I must thank Luis Armendariz for pointing me to the PDF of this book, Math From Three To Seven, The Story of a Mathematical Circle for Preschoolers, by Alexander K. Zvonkin.
This translation (the original was written in Russian) began with an observation by an American mathematician that Eastern European mathematicians, including Russians, are particularly intense and passionate about mathematics; they enjoy spending many hours delving into mathematics – and they do this as a social activity. The prefator attributes this to a culture of intellectual inquiry, in particular to one aspect: the mathematical circle.
Most math circles have several features that distinguish them from simple math clubs.

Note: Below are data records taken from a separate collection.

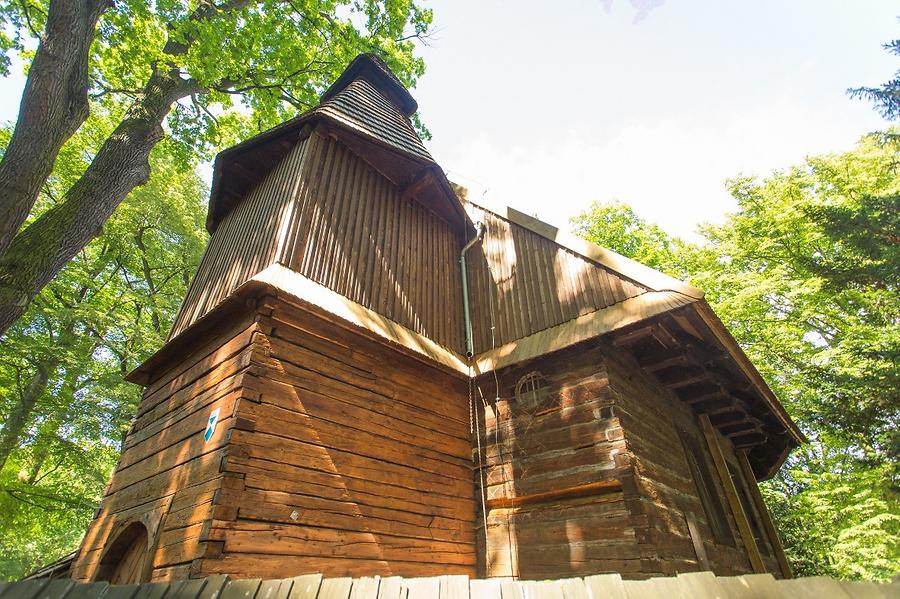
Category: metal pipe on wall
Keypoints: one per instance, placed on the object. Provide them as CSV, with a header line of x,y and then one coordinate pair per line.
x,y
479,234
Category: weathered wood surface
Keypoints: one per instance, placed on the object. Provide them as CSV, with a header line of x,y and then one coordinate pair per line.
x,y
351,459
168,475
552,474
329,215
523,283
698,585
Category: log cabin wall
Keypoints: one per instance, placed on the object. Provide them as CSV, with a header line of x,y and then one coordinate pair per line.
x,y
168,475
659,431
326,213
558,486
521,283
353,459
590,475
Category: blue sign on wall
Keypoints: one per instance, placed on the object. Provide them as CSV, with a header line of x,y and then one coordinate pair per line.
x,y
211,425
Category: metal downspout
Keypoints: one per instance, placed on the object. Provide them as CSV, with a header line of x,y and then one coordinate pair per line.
x,y
479,234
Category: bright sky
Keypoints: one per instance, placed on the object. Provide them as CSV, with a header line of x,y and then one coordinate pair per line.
x,y
547,107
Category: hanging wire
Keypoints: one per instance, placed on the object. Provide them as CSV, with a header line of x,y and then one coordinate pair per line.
x,y
482,476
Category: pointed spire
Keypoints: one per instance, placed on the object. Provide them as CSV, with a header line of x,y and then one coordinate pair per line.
x,y
379,75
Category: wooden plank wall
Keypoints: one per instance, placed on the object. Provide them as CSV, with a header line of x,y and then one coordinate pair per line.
x,y
167,475
329,215
353,459
653,420
556,478
249,238
606,586
523,283
356,235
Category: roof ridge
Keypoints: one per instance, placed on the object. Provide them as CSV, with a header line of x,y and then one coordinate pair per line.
x,y
373,69
622,265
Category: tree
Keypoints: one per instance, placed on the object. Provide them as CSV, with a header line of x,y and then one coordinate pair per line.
x,y
805,275
886,97
178,67
64,404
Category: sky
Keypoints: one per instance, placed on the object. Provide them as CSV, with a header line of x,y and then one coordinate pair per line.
x,y
548,107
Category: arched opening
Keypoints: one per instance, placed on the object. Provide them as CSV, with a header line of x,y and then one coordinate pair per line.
x,y
125,559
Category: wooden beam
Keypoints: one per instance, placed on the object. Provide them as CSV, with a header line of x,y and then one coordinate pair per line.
x,y
632,337
727,416
739,428
768,525
595,488
662,364
691,380
712,440
697,540
744,440
665,337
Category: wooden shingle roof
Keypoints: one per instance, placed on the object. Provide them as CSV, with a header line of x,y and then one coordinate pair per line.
x,y
604,586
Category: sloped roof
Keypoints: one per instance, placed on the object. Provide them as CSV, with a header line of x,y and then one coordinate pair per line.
x,y
314,586
691,346
371,107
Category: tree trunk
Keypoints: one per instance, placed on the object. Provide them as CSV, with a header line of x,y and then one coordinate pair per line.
x,y
54,105
20,417
43,248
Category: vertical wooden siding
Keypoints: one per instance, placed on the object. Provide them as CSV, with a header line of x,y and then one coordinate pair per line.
x,y
327,214
354,234
522,283
248,239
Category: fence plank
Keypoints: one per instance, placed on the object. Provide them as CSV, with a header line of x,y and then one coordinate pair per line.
x,y
306,586
364,588
335,588
606,585
454,587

First, they are vertically integrated: young students may interact with older students, college students, graduate students, industrial mathematicians, professors, even world-class researchers, all in the same room. The circle is not so much a classroom as a gathering of young initiates with elder tribespeople, who pass down folklore.
Second, the “curriculum,” such as it is, is dominated by problems, rather than specific mathematical topics. A problem, in contrast to an exercise, is a mathematical question that one doesn’t know how, at least initially, to approach. For example, “Compute 4 times 3” is an exercise for most people, but a problem for a very young child.
Zvonkin has compiled a log of his activities in a math club for very young students, aged 3 or 4 to 7. The scope of these problems may astound you; it challenges many of the notions of “what math children can understand and enjoy.” I can say from personal experience with my children and grandchildren that typical kindergarten and primary curriculum is much too slow and boring for any bright child. The book also challenges, for some of us, our notion of what math is. Instead of a boring set of workbooks and correct algorithms, Zvonkin treats math as a voyage of discovery, full of many interesting detours.
You may view this book as a collection of interesting problems, and it is that; but it is best viewed as a glimpse into a math culture which has been to shown to be far superior at training young mathematicians than the usual “just the facts” drill and kill method. It is superior because it engages the passions of young folks, and encourages them to think deeply about what they are discovering, rather than simply memorizing rote facts.
I have argued elsewhere that the sooner a learning culture begins, the better; infancy is not too soon. It should not be a matter of flash cards and drills, but of conversation and discovery.